23

I've set up a distributed Hadoop environment within VirtualBox: 4 virtual Ubuntu 11.10 installations, one acting as the master node, the other three as slaves. I followed this tutorial to get the single-node version up and running and then converted to the fully-distributed version. It was working just fine when I was running 11.04; however, when I upgraded to 11.10, it broke. Now all my slaves' logs show the following error message, repeated ad nauseum:

INFO org.apache.hadoop.ipc.Client: Retrying connect to server: master/192.168.1.10:54310. Already tried 0 time(s).
INFO org.apache.hadoop.ipc.Client: Retrying connect to server: master/192.168.1.10:54310. Already tried 1 time(s).
INFO org.apache.hadoop.ipc.Client: Retrying connect to server: master/192.168.1.10:54310. Already tried 2 time(s).

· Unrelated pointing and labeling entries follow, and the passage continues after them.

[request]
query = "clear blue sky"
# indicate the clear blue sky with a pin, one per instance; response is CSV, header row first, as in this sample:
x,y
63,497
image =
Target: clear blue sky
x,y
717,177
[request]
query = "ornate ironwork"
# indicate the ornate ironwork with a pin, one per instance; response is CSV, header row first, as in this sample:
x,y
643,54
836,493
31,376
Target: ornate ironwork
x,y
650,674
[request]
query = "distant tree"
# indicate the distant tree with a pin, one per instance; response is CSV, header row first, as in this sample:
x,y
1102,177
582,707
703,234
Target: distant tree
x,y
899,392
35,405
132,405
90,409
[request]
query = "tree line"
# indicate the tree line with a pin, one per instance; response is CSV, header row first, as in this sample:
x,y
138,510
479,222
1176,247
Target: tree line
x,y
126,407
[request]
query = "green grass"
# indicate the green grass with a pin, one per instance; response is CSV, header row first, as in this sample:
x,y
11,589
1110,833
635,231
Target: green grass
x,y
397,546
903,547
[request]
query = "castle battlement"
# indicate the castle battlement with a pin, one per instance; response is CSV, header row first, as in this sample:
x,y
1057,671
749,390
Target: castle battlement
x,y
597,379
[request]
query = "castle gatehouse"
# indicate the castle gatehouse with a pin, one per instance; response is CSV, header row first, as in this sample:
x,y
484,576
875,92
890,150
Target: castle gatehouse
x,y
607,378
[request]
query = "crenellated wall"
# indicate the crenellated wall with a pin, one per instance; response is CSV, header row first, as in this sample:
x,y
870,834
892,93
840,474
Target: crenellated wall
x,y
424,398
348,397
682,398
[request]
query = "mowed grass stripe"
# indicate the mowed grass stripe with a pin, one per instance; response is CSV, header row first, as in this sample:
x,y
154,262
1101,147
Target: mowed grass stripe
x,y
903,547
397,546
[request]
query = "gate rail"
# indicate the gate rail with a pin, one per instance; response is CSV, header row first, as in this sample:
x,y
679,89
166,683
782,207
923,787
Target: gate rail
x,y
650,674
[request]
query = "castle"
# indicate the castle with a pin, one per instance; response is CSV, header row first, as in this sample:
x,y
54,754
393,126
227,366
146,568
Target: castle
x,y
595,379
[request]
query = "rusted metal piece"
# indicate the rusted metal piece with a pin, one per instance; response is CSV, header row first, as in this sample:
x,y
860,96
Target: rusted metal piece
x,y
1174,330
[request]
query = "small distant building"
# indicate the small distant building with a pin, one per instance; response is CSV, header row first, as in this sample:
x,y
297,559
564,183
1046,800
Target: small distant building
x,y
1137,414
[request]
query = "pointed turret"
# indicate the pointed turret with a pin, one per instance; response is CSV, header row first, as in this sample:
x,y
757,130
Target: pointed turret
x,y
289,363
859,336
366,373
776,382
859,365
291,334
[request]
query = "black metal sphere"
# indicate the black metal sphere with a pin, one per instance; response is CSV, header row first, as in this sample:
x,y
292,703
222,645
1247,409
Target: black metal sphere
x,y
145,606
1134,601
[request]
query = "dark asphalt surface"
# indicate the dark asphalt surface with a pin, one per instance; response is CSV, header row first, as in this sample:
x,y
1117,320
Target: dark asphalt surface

And so on. I've found other instances of this error message on the Internet (and StackOverflow) but none of the solutions have worked (tried changing the core-site.xml and mapred-site.xml entries to be the IP address rather than hostname; quadruple-checked /etc/hosts on all slaves and master; master can SSH password-less into all slaves). I even tried reverting each slave back to a single-node setup, and they would all work fine in this case (on that note, the master always works fine as both a Datanode and the Namenode).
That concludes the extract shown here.